Genome-wide association studies (GWASs) have been performed to identify host genetic factors for a range of phenotypes, including for infectious diseases. The use of population-based common control ...subjects from biobanks and extensive consortia is a valuable resource to increase sample sizes in the identification of associated loci with minimal additional expense. Non-differential misclassification of the outcome has been reported when the control subjects are not well characterized, which often attenuates the true effect size. However, for infectious diseases the comparison of affected subjects to population-based common control subjects regardless of pathogen exposure can also result in selection bias.
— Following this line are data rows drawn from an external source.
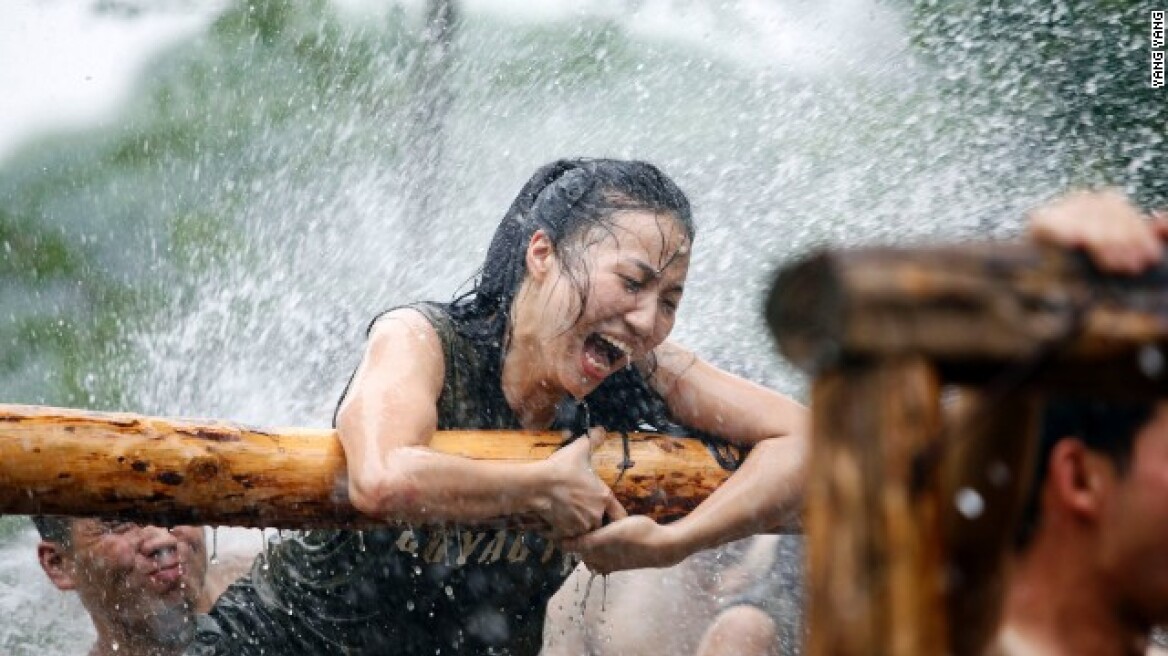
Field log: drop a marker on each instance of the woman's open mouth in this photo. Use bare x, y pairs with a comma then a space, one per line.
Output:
603, 355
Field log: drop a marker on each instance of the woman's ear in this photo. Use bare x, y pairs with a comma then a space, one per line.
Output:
57, 564
541, 256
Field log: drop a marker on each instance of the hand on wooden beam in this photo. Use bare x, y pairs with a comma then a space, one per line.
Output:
1114, 232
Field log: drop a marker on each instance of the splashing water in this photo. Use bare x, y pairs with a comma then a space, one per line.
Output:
268, 182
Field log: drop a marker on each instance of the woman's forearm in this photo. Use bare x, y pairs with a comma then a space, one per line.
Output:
765, 494
419, 484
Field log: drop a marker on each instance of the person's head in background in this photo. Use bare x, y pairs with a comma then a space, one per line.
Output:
1092, 550
140, 585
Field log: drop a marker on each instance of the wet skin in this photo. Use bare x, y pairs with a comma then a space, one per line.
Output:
634, 272
1133, 550
141, 585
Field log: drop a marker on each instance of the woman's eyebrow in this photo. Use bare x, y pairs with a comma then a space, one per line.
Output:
653, 273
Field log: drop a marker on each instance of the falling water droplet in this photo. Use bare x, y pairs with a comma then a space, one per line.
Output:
215, 545
970, 503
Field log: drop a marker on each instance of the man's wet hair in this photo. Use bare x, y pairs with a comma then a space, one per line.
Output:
1107, 427
54, 529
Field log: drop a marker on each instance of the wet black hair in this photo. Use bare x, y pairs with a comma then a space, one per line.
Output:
54, 529
1107, 427
567, 199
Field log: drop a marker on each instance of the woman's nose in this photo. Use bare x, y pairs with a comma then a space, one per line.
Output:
642, 318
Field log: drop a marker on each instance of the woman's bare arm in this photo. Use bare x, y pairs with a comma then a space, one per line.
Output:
388, 418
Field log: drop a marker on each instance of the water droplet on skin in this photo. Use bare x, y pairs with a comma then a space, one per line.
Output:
970, 503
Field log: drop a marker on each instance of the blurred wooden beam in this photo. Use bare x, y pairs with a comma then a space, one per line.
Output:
876, 570
977, 312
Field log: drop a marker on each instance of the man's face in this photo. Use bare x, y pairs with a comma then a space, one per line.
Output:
1134, 525
146, 579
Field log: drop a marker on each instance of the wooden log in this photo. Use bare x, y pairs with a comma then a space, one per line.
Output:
977, 311
875, 576
56, 461
986, 472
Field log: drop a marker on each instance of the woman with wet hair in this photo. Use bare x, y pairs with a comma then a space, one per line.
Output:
564, 329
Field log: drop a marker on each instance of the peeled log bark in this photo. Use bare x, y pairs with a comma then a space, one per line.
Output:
56, 461
975, 311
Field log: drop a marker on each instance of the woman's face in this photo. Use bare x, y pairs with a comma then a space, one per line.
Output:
634, 271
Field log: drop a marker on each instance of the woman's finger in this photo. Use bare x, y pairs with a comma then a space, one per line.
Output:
613, 510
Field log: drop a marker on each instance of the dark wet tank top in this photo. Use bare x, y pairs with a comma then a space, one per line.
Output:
398, 590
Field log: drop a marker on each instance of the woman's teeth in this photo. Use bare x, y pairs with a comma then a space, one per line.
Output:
618, 344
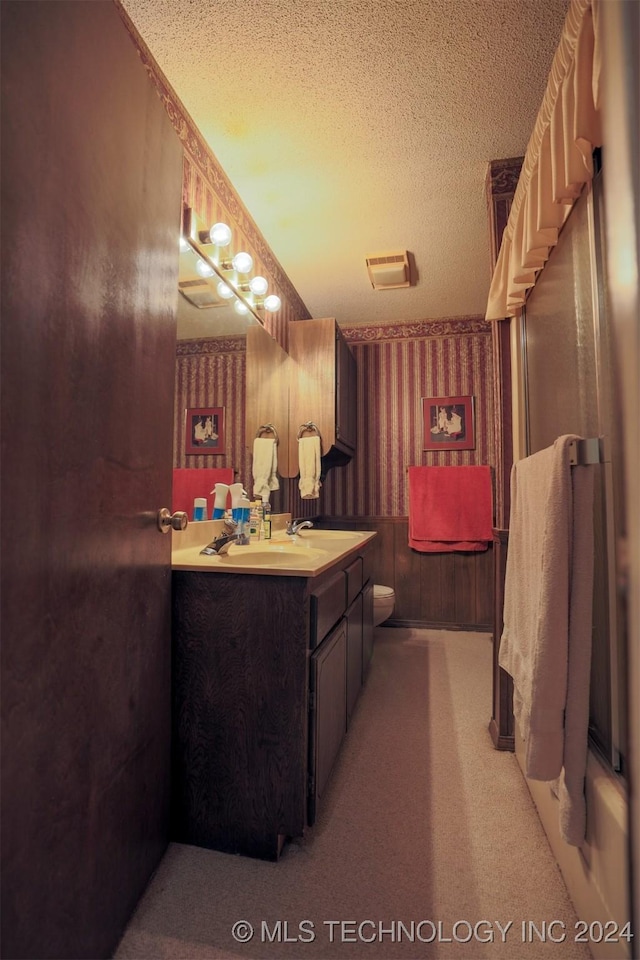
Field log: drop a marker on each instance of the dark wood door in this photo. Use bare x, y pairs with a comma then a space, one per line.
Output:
91, 192
328, 712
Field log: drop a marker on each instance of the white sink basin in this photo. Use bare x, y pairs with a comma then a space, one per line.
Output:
276, 555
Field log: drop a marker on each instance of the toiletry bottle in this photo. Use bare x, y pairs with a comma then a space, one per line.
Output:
244, 510
254, 521
266, 520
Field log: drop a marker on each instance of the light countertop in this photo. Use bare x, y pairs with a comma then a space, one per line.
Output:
307, 554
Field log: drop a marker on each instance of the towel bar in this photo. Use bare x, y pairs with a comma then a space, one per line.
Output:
309, 425
265, 428
584, 452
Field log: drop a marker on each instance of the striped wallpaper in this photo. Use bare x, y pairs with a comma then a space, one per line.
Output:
397, 365
211, 373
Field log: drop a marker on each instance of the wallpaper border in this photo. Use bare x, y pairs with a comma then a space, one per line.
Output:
208, 345
416, 329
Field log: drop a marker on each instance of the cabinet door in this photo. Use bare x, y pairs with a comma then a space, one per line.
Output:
354, 653
328, 711
367, 628
346, 394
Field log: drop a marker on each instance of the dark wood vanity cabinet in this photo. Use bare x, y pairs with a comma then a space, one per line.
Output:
266, 674
327, 711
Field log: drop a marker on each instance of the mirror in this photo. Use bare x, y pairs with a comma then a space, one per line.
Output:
219, 319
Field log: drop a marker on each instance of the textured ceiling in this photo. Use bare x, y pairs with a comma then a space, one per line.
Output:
356, 127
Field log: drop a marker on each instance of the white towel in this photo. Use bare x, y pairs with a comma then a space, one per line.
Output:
309, 463
265, 467
546, 641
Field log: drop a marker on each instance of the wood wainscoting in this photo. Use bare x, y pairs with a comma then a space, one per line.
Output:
448, 590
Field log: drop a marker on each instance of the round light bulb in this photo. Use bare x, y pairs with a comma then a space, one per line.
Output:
242, 262
220, 234
204, 269
272, 303
258, 286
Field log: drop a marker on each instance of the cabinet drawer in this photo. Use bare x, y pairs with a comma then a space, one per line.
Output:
328, 604
354, 579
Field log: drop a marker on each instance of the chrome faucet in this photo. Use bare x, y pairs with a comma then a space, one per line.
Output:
230, 534
294, 526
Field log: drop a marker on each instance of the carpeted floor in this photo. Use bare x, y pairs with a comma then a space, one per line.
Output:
428, 846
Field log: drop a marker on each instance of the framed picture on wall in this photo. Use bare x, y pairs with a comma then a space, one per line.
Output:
448, 423
204, 430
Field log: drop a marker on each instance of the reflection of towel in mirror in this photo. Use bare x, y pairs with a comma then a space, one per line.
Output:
265, 467
309, 461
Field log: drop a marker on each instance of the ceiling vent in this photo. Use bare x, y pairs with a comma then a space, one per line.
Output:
389, 271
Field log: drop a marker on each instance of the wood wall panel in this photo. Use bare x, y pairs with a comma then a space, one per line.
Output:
453, 590
407, 575
397, 365
91, 174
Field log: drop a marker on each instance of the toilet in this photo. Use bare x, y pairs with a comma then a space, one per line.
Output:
384, 599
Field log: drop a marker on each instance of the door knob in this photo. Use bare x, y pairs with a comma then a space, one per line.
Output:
171, 521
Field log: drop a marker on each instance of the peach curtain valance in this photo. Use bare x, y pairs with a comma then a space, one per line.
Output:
557, 164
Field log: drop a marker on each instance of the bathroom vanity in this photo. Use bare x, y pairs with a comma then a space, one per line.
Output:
271, 646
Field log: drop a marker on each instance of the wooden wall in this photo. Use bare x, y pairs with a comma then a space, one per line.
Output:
447, 590
91, 174
397, 365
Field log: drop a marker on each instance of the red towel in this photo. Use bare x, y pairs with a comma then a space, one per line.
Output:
450, 508
197, 482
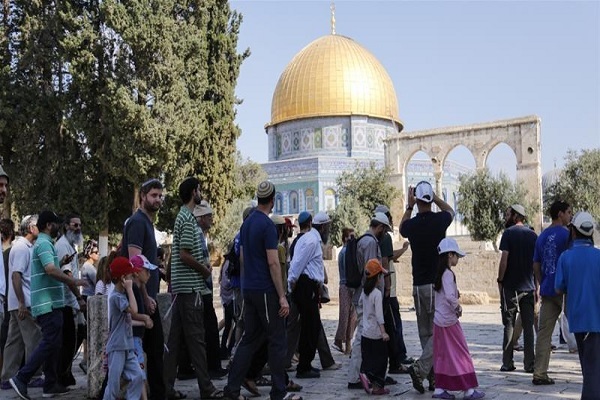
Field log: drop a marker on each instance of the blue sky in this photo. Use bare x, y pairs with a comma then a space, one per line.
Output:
451, 62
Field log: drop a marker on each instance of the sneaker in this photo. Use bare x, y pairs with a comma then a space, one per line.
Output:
475, 395
56, 390
443, 395
333, 367
365, 382
355, 385
36, 383
543, 381
19, 387
310, 374
416, 379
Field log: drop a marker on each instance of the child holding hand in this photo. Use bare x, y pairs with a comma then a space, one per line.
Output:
120, 347
373, 347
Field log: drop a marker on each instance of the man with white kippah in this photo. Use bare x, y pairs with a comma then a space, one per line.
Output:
578, 276
424, 232
265, 302
516, 285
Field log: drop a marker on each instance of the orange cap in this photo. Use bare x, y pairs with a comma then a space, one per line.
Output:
374, 267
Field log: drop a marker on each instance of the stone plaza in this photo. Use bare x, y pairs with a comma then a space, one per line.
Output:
483, 329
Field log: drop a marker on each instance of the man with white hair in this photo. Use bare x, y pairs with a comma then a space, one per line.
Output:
578, 276
23, 333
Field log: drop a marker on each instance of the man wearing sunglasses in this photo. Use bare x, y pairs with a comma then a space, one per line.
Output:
139, 239
74, 328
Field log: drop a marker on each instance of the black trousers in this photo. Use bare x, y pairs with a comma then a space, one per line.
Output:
306, 298
154, 346
211, 334
374, 360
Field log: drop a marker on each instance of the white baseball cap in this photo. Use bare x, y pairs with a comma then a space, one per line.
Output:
321, 218
584, 223
382, 219
448, 245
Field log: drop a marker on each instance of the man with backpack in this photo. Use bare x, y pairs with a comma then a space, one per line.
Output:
424, 232
358, 252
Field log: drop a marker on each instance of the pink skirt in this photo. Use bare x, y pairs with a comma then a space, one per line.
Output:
452, 362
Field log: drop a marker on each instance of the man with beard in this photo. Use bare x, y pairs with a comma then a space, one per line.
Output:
139, 238
73, 334
47, 302
367, 247
516, 285
305, 278
424, 232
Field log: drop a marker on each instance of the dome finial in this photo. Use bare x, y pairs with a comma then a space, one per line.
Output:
332, 8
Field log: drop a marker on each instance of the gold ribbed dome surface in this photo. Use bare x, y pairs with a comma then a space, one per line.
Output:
333, 76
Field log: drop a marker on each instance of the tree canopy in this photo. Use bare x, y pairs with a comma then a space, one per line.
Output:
483, 200
97, 97
579, 182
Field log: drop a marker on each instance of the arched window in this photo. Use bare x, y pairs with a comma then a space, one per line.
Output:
310, 197
293, 202
278, 203
330, 199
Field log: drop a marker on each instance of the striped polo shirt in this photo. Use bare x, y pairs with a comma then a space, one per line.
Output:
186, 235
46, 292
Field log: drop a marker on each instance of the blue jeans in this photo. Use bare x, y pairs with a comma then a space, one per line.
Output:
47, 353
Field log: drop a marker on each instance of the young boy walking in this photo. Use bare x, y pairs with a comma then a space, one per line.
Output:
120, 347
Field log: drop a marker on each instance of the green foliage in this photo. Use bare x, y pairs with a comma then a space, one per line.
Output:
368, 185
247, 175
579, 182
105, 94
348, 214
483, 200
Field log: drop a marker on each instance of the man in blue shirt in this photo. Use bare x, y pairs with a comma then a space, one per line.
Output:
578, 275
548, 247
265, 303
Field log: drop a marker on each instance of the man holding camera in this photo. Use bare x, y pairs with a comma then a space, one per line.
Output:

Through simulated comparisons of pathogen-exposed cases and population-based common control subjects, we demonstrate that not accounting for pathogen exposure can result in biased effect estimates and spurious genome-wide significant signals. Further, the observed association can be distorted depending upon strength of the association between a locus and pathogen exposure and the prevalence of pathogen exposure. We also used a real data example from the hepatitis C virus (HCV) genetic consortium comparing HCV spontaneous clearance to persistent infection with both well-characterized control subjects and population-based common control subjects from the UK Biobank. We find biased effect estimates for known HCV clearance-associated loci and potentially spurious HCV clearance associations. These findings suggest that the choice of control subjects is especially important for infectious diseases or outcomes that are conditional upon environmental exposures.
Pathogen exposure is a necessary but insufficient cause of infectious disease. Through simulation and empirical genome-wide association comparisons, Duchen et al. show that ignoring pathogen exposure can bias genetic associations. Control selection is important to accurately characterize the genetics underlying outcomes conditional upon environmental exposures, including infectious diseases.